Per comprendere quando si ha società in accomandita semplice occorre indagare quel è stata la volontà delle parti, e se la diversa responsabilità disposta per i soci abbia solo carattere estrinseco, come avviene nella società semplice, oppure penetri nell’intima struttura del contratto.

Questo modello di società risale al medioevo, quando rappresentò il primo esperimento attraverso il quale il mondo dei mercanti riuscì a coinvolgere i patrimoni di soggetti estranei alla mercatura nel finanziamento delle attività d’impresa, senza ricorrere al mutuo. Ne nacque appunto la formula di contratto di società tra ineguali, in forza della quale i primi trovavano i capitali senza spogliarsi della gestione dell’impresa ed i secondi partecipavano agli utili dell’impresa senza incorrere nella responsabilità illimitata.
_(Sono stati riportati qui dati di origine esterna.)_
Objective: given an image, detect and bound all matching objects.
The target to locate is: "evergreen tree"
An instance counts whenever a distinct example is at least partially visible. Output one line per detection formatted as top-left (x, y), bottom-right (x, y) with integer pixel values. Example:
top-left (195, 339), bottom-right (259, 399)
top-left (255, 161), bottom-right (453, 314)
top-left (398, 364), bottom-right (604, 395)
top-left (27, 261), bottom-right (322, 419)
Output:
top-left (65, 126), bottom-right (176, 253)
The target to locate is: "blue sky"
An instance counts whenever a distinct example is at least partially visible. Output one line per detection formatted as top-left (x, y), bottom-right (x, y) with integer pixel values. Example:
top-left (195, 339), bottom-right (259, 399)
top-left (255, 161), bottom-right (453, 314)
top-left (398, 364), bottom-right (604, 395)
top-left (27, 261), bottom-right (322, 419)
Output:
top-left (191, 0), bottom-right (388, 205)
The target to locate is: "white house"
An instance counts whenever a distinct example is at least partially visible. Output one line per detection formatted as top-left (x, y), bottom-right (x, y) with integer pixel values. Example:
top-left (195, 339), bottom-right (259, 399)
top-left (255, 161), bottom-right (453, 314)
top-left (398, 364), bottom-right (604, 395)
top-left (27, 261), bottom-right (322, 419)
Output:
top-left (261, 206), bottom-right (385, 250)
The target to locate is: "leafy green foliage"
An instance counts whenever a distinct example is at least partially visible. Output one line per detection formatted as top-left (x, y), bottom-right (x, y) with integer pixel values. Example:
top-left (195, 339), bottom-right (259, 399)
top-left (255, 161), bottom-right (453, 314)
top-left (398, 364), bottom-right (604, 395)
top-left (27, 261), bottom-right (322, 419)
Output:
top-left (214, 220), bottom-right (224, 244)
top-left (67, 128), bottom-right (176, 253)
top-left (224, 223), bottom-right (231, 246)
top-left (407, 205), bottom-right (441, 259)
Alla società in accomandita semplice si applica la disciplina della società in nome collettivo (art. 2315), con quelle necessarie deviazioni che risultano dalla presenza di una categoria di soci distinta da quella dei soci in nome collettivo. Si hanno infatti:

  • soci accomandatari, che hanno una posizione identica a quella dei soci in nome collettivo (art. 2318 co. 1): oltre al conferimento, infatti, sono tenuti all’obbligo di non concorrenza, ed incontrano la responsabilità illimitata e solidale per le obbligazioni sociali (art. 2313 co. 1).
  • soci accomandanti, che sono obbligati unicamente al conferimento e che rispondono nei confronti dei terzi nei limiti del medesimo (art. 2313 co. 1). In conseguenza di questa minore responsabilità, chiaramente, sono sottoposti ad un trattamento speciale.

L’art. 2316 dispone che il contratto sociale deve indicare quali sono i soci accomandanti e quali quelli accomandatari.